Он скакал и подбирал слова, чтобы красиво и убедительно рассказать доктору Корнелиусу Моркусу, какой огромный секрет государственной важности удалось ему добыть на службе братству, и выразить надежду на то, что теперь его неудачное начало будет забыто, промах исправлен и ему, наконец, разрешат пройти процедуру приобщения, чтобы иметь полное право с гордостью носить звание брата Первой заповеди…
Глава третья
УТРЕННЯЯ ЗВЕЗДА
…К концу сентября хан Ахмат стал не на шутку тревожиться.
От короля не было никаких известий, и не появилось поблизости никаких литовских войск, готовых соединиться с ордынскими для совместного похода на Москву.
А еще хана насторожило то, что, стоило лишь его войскам выйти, как ему казалось, неожиданно на западные берега Угры, на восточных очень скоро появилось огромное количество московских пушек и воинов, будто они стояли наготове где-то рядом и сразу выдвинулись к реке.
Теперь по всей Угре идут странные бои через речку, ордынцам пришлось отступить подальше от берега и прятаться в кустах, потому что пушки и пищали начали наносить ощутимый урон, но они делают вылазки, уничтожают потихоньку московские пушки, одним словом, идет затяжная позиционная война.
Хан послал к королю в Троки своего гонца с простым и коротким вопросом "Когда?".
А потом задумался над вопросом "Почему?".
Почему московиты так быстро появились на Угре?
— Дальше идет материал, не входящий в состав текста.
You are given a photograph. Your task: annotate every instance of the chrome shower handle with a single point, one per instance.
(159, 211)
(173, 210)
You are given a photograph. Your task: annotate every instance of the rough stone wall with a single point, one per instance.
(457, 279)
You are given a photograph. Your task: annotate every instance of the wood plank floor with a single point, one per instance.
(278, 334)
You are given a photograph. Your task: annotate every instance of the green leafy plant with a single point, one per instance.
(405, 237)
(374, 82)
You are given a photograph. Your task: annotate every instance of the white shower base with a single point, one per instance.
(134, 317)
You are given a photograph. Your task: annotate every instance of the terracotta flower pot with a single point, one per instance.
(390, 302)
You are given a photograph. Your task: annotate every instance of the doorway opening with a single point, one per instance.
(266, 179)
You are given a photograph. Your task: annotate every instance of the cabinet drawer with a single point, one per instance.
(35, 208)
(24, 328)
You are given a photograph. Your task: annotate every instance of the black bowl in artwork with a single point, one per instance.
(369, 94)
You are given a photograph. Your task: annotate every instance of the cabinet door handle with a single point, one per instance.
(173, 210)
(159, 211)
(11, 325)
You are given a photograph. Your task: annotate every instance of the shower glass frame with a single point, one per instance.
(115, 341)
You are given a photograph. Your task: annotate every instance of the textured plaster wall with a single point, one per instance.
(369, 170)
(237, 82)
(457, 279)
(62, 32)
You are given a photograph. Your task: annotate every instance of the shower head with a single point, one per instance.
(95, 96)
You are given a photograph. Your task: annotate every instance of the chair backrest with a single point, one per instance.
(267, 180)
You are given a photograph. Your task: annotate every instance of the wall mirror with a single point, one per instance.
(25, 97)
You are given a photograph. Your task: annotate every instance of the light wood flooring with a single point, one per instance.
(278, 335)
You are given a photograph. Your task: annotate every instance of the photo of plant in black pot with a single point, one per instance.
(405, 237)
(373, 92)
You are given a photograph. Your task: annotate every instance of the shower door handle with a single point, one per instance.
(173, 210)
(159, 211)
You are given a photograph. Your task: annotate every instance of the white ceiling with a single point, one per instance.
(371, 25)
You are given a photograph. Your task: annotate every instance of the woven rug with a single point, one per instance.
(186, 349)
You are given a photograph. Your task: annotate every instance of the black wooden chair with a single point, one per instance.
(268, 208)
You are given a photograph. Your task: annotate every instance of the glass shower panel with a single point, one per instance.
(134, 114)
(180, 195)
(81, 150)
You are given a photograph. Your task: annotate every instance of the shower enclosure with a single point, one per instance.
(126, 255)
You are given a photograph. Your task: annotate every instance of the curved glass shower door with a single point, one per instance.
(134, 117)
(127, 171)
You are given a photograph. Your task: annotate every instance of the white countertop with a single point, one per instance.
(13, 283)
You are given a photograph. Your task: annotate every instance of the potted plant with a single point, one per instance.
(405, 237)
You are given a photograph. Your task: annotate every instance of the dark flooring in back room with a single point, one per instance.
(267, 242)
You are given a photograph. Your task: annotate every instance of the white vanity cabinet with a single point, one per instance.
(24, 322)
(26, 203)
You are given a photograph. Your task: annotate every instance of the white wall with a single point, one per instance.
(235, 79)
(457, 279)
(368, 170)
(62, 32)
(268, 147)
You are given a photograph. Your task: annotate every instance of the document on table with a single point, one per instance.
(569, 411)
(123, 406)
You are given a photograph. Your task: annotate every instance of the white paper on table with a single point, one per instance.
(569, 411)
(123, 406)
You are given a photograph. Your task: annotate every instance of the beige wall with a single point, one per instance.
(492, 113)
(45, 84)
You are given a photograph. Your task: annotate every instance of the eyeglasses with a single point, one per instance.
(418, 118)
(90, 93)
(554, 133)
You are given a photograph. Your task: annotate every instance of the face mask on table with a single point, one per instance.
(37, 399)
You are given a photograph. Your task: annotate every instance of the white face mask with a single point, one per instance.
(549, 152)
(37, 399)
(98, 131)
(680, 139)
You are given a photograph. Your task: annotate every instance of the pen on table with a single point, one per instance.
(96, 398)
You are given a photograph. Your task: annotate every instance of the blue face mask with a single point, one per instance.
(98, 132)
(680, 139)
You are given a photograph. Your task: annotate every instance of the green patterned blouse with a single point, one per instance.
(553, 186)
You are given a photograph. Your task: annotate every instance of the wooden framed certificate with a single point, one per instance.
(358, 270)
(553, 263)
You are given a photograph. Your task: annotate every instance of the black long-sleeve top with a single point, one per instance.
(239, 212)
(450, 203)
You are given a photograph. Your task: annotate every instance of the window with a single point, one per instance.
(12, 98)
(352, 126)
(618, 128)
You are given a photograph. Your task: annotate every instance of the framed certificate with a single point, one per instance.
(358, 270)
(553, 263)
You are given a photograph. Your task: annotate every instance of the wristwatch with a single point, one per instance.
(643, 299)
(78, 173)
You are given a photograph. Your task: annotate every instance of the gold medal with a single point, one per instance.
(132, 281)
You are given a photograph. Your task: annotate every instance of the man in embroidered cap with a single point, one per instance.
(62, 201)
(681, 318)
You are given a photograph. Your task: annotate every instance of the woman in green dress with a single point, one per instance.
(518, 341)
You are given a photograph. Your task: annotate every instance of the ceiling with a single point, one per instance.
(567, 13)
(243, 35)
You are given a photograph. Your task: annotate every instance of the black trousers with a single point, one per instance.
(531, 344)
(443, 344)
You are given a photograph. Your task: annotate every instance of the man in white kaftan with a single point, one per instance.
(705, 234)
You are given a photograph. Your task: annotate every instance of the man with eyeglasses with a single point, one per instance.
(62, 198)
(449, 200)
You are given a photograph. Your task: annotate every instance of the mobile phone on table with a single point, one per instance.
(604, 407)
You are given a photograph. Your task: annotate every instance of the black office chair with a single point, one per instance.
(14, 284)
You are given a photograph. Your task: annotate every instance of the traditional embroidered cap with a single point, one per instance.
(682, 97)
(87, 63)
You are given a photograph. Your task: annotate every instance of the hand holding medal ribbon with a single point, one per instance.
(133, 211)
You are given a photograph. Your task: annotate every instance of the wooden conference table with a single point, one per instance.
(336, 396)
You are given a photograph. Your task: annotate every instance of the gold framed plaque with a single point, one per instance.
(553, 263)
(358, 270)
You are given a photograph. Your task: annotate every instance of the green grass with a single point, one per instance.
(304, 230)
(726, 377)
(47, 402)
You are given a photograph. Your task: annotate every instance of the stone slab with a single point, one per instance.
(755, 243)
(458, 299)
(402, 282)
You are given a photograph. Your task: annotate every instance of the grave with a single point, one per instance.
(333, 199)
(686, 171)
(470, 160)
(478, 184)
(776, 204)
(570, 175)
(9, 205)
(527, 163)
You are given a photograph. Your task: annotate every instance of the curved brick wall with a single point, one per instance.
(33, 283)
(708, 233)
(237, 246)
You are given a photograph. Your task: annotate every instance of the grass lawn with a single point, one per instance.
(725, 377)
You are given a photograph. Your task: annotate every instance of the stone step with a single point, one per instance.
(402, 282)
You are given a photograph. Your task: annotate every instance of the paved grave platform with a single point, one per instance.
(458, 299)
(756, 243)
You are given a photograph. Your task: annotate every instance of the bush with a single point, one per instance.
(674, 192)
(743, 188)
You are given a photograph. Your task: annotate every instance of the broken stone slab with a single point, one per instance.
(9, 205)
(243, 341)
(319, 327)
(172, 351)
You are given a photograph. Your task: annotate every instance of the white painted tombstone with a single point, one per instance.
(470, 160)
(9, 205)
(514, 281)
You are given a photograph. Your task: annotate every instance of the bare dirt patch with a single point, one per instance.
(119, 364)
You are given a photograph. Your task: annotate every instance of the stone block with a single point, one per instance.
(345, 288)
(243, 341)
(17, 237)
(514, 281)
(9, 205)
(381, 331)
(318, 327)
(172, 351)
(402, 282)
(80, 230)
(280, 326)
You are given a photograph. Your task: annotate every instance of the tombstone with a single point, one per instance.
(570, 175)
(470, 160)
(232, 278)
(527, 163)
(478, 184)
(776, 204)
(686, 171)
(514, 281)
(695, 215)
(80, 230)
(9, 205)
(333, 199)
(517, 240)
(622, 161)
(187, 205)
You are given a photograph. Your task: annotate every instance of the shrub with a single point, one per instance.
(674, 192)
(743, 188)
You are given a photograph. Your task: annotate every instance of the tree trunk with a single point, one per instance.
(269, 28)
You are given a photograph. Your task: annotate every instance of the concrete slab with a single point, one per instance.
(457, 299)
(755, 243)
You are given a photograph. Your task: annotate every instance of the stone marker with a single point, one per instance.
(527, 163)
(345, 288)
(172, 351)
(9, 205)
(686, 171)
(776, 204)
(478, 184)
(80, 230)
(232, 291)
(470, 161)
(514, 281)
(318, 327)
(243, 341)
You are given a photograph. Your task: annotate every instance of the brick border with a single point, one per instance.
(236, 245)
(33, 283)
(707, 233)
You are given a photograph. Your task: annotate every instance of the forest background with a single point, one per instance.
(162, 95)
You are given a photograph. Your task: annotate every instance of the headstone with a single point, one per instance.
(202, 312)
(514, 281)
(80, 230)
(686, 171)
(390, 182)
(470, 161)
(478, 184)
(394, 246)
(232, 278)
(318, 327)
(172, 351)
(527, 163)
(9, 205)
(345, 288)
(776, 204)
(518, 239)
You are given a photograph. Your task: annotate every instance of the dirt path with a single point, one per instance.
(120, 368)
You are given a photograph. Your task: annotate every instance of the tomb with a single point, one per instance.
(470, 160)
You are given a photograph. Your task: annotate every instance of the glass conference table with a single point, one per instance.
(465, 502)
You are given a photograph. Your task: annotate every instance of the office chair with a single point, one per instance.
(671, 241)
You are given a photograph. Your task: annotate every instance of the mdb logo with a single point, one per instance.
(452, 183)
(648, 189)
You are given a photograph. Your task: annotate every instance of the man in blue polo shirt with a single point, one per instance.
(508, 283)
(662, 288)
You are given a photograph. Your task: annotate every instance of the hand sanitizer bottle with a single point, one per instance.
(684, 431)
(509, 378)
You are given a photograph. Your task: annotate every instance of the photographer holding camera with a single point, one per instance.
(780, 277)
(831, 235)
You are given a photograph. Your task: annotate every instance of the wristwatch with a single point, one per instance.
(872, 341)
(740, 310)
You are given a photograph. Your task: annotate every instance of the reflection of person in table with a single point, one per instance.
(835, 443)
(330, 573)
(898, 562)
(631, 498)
Его тайны не знал никто. Он сказал о ней Азов-Шаху только тогда, когда войска уже повернули на Угру.
Даже если допустить, что Азов-Шах тут же проговорился и это известие немедленно полетело в Москву, то все равно за такое короткое время войска с пушками не преодолели бы этого расстояния. Значит, они еще раньше были неподалеку. Значит, готовились. Значит, знали давно. Значит, снова Богадур! Ах, сколько ошибок наделал этот глупый мальчишка! Вероятнее всего, он проболтался московитам, что летом они придут снова. Те двое раненых, которых московиты вернули хану, чтобы сообщить о бесславной гибели сына, не слышали ничего такого, но они оба уже находились без сознания от полученных ран, когда происходил последний разговор и поединок между его сыном и той женщиной.
Ахмату все время казалось, что была во всем этом еще какая-то тайна, и единственный человек, который мог ее знать, — женщина по имени Анница Медведева. Он давно знал это имя. Еще тогда, вернувшись без своего командира, Сайд сразу назвал его.